Gatto has made a serious accusation, but having fought in the trenches for 30 years as a public school teacher, he has earned the right to be taken seriously. His message is pertinent and urgent, for we are now reaping the bitter harvest of a sociological experiment conceived and financed by a small group of very wealthy and powerful men more than 100 years ago, and executed by academics who founded schools of education at major universities and through them inculcated in American teachers the attitudes and skills to dumb down American students. Since parents could not be expected to acquiesce in the dumbing down of their children, they foisted this project upon the American public by stealth. The Progressive Era, admirable in so many ways, had already prepared Americans to accept as authoritative the pronouncements of experts on a variety of subjects the average person was not supposed to understand. Parents, not considered experts on early education, were not consulted as to whether they wanted their children to participate. Compulsory schooling was not the subject of public debate, but nevertheless became the policy of this nation shortly after the First World War.

Gatto tells us that contemporary compulsory schooling is a scam. The schools, contrary to what we are told, are not failing; on the contrary, they are doing precisely what they were intended to do. From the view of a small group of highly influential and powerful tycoons and their academic henchmen who created the system from the 1890s through the 1920s, the modern public school is an unblemished success.

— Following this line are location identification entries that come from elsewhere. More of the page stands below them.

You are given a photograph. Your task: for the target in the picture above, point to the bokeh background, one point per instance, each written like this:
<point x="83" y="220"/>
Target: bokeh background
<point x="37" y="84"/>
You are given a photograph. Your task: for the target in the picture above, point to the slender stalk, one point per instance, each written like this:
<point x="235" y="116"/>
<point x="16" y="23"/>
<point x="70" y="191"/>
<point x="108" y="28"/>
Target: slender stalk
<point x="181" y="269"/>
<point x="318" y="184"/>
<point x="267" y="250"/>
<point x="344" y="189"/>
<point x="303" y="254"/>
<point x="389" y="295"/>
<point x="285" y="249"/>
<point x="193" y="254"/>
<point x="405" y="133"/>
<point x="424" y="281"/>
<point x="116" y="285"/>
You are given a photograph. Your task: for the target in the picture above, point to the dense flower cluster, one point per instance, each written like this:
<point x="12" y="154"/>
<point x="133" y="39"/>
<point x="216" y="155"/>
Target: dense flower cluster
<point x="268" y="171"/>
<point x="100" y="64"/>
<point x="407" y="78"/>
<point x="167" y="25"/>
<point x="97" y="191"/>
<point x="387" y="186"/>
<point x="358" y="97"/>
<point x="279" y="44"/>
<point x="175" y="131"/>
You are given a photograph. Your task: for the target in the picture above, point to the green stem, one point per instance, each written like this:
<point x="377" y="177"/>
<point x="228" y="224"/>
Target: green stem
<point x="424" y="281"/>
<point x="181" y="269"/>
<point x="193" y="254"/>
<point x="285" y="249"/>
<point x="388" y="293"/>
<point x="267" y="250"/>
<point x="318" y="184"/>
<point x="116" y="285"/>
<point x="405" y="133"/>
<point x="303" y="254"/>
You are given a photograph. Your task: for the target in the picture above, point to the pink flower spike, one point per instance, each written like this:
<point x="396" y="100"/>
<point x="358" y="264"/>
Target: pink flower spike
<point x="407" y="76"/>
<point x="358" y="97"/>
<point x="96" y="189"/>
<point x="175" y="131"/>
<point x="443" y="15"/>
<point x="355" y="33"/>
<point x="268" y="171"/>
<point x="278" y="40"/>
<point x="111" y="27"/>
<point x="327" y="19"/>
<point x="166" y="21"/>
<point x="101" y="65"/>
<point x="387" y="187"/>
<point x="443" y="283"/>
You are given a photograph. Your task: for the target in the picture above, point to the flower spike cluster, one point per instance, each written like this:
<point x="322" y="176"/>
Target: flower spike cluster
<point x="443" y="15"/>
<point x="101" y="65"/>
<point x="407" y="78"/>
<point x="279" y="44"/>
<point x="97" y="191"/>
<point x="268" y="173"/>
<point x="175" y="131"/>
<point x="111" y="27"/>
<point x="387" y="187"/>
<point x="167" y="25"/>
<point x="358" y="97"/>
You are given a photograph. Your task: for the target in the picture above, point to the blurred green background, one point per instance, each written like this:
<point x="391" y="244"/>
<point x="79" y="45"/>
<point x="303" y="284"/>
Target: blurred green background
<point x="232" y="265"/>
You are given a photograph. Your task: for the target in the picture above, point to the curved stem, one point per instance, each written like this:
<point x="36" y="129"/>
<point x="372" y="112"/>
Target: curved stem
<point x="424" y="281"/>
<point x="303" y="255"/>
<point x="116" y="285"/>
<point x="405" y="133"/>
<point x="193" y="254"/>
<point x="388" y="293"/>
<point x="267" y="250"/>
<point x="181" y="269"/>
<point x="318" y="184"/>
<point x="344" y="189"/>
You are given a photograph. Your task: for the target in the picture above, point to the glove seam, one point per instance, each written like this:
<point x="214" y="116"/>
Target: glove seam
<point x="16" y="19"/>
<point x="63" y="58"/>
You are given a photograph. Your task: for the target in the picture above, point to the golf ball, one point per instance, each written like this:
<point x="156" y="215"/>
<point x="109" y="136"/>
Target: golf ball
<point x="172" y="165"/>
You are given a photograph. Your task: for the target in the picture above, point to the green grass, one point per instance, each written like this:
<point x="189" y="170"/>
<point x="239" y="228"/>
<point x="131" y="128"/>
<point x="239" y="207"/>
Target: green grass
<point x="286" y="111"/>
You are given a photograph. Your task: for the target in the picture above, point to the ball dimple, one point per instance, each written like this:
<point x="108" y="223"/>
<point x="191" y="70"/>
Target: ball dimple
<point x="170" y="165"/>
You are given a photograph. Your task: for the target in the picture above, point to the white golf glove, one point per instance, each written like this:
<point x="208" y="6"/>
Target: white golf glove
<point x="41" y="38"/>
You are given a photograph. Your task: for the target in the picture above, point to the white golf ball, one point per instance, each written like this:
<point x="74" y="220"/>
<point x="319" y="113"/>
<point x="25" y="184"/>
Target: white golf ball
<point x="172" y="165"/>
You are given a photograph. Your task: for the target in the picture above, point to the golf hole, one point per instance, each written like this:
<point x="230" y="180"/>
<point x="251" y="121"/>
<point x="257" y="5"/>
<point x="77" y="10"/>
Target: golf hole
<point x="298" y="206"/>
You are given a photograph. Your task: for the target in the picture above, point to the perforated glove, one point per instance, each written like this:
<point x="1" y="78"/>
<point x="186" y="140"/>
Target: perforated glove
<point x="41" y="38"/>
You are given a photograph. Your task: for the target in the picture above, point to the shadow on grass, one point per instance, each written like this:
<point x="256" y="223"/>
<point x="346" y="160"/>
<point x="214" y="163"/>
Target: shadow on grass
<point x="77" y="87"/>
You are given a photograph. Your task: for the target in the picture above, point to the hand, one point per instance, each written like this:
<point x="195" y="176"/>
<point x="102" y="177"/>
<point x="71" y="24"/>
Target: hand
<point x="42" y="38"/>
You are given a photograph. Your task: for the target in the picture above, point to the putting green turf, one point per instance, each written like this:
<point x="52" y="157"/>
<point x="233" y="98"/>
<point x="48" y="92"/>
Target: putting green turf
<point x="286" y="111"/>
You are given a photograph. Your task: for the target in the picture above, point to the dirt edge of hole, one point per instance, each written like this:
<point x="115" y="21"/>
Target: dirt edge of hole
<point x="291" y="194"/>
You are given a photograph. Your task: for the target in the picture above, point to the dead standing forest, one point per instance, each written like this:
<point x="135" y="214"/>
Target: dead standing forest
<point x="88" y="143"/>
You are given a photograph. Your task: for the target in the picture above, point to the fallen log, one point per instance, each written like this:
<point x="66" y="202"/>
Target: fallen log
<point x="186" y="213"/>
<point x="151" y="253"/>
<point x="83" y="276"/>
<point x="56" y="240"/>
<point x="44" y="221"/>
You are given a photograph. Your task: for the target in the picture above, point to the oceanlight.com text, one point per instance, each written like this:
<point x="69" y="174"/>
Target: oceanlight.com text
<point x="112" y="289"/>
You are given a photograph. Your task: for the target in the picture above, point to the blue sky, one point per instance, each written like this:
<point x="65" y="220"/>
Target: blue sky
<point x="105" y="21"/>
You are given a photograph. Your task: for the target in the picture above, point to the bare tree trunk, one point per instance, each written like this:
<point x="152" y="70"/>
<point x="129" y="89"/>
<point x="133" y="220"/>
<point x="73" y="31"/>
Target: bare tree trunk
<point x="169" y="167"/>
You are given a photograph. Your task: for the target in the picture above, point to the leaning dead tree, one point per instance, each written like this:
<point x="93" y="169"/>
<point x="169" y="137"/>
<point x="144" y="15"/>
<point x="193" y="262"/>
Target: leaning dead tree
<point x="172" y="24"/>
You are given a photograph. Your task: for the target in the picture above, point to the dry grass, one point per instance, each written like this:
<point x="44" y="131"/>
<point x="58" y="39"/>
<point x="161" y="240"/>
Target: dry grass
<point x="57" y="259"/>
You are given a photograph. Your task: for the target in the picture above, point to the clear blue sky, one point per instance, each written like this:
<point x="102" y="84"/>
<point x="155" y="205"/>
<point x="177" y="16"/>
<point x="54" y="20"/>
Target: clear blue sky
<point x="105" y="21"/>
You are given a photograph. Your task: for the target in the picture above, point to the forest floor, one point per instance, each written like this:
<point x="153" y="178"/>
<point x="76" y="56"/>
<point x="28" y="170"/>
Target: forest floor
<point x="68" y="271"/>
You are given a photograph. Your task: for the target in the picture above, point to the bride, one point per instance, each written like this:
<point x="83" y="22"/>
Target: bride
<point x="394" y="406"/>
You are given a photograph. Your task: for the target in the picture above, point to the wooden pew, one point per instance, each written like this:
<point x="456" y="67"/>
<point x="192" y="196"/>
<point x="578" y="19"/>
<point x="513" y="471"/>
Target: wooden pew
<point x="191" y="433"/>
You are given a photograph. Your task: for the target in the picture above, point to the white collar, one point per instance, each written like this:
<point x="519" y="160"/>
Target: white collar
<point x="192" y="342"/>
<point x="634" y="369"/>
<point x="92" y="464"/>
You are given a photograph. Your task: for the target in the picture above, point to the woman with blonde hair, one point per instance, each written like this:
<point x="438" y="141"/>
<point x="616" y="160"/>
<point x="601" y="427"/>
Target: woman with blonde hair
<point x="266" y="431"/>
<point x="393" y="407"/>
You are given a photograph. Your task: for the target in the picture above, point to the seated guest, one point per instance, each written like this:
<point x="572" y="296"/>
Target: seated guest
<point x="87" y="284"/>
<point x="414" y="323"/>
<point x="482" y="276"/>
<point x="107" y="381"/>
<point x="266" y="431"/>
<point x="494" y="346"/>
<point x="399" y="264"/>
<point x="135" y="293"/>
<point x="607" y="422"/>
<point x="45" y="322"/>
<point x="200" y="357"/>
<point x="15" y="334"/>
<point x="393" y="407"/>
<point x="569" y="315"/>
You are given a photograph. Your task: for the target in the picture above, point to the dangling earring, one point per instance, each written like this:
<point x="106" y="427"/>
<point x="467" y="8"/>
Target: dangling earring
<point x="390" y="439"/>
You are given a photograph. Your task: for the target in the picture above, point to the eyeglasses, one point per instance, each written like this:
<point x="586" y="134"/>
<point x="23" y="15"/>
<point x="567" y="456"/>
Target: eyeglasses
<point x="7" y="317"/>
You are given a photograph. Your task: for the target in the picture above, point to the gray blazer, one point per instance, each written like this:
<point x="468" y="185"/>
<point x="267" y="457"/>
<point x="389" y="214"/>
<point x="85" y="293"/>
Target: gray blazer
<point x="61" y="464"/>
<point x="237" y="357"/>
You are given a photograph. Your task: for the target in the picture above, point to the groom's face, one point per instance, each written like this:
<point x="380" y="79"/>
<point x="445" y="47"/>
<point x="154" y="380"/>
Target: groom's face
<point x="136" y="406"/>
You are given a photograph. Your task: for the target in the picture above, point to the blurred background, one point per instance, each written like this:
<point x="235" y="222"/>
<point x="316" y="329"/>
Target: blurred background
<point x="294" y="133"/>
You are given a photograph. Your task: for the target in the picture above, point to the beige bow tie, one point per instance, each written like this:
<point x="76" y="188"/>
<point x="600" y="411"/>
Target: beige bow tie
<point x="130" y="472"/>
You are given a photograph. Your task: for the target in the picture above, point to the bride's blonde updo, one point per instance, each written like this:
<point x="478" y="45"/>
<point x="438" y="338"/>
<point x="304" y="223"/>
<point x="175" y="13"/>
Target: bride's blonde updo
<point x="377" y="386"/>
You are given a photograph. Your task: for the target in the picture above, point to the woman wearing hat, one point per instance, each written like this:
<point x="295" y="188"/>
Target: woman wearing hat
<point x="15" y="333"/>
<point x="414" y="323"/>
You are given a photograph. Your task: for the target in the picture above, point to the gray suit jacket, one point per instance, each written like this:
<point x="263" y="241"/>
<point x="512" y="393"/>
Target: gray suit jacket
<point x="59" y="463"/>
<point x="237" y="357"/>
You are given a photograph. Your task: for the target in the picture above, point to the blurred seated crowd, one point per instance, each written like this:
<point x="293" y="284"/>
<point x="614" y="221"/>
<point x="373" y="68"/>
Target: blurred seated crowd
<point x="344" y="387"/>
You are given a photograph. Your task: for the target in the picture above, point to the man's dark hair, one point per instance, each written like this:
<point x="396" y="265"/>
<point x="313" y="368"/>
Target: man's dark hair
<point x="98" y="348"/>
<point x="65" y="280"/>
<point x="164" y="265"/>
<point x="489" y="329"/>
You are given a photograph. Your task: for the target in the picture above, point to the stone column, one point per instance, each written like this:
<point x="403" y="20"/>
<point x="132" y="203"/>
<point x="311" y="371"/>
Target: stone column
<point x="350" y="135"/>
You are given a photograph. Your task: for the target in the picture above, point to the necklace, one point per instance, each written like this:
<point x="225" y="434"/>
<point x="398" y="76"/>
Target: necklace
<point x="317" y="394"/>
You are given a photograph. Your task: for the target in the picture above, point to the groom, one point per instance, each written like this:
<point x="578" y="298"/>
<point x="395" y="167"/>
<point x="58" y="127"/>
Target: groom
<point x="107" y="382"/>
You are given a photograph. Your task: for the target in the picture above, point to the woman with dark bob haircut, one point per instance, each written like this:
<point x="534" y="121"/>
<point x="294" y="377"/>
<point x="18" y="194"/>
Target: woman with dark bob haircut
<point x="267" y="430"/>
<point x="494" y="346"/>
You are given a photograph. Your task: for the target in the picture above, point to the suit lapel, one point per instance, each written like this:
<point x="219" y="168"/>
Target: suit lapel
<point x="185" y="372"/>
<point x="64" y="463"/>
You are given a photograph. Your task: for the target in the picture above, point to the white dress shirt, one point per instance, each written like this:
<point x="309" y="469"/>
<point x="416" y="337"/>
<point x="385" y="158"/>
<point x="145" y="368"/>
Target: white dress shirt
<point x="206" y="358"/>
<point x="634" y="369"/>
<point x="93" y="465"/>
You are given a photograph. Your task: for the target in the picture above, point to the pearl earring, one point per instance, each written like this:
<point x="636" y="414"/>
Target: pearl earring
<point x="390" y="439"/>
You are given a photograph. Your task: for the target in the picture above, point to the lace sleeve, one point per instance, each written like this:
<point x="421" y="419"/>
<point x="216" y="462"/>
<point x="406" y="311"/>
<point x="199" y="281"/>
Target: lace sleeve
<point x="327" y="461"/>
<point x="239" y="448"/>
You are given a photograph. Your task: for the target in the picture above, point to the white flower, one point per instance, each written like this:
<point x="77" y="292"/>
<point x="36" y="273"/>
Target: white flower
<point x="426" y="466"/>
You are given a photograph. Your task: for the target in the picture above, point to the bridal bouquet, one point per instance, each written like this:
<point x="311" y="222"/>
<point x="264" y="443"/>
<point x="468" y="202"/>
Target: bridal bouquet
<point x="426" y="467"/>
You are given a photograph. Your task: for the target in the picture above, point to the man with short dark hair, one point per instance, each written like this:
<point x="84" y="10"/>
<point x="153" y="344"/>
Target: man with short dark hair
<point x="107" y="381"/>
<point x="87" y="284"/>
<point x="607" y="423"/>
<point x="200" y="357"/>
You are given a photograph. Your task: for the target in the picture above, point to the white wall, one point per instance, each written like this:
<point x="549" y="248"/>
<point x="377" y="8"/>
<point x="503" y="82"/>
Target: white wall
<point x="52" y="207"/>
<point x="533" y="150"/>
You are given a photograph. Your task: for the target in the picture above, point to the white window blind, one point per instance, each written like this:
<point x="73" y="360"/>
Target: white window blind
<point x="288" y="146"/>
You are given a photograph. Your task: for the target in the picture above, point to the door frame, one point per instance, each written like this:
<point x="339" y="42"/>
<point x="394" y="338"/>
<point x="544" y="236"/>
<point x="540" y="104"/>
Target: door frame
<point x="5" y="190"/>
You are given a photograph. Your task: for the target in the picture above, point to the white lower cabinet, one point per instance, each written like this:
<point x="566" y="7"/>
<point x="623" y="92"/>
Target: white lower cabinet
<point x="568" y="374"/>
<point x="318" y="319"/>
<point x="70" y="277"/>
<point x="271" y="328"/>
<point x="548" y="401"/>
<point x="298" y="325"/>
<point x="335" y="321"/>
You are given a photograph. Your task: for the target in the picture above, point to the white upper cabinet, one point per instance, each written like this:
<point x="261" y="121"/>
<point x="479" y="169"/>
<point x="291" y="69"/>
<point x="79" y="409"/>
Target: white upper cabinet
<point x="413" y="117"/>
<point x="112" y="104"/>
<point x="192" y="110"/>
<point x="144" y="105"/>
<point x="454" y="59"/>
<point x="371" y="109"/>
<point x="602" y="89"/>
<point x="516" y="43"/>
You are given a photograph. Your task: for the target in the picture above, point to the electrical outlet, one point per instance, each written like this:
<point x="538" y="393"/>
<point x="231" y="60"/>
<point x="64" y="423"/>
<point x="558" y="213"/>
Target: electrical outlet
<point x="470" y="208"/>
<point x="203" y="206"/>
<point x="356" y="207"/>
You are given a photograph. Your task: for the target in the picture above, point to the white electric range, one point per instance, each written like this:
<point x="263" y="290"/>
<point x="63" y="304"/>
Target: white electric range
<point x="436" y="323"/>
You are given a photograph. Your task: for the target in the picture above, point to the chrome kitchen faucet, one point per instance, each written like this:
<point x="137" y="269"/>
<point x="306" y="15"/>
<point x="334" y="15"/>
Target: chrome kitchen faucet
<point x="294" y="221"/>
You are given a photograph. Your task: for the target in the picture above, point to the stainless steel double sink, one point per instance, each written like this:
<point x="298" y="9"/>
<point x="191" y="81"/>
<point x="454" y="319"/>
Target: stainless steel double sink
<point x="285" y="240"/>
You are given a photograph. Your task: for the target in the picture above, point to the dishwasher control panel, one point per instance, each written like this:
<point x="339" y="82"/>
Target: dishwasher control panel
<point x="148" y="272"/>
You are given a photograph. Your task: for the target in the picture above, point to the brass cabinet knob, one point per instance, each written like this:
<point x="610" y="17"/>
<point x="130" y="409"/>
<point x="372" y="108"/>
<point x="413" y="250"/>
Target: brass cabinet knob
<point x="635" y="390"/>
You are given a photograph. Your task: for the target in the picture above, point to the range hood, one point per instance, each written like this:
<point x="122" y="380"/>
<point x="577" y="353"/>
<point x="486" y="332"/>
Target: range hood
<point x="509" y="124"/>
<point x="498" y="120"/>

He brings an impressive array of documentary evidence, from the ponderous Report of the Senate Committee on Education (1888) (“We believe that education is one of the principal causes of discontent of late years manifesting itself among the laboring classes”), to James Bryant Conant’s The American High School Today (1959), that promoted the creation of huge secondary schools with thousands of students.

The tycoons of which he writes were four of the most powerful industrial and financial giants of the late 19th and early 20th Centuries: Andrew Carnegie, Henry Ford, J. P. Morgan the Elder and John D. Rockefeller. Through their patronage of academic institutions, either directly or through charitable foundations, they provided the intellectual and political impetus that resulted in a nationwide system of compulsory schools, designed to turn out docile adults who accept without question their subordinate positions in life and whose idea of personal fulfillment is to acquire an ever-increasing quantity of the products of an industrial system that requires ever-increasing personal consumption of its products in order to survive. There were already plenty of lawyers, doctors, scientists and ministers, went the reasoning; the system needed reliable and predictable workers and consumers. The American ideal of the citizen—responsible, self-educated, individualistic, and frugal, insisting on the right to be heard on all public matters, great and small—was archaic, outmoded, and unsuitable to the modern industrial civilization being established in America.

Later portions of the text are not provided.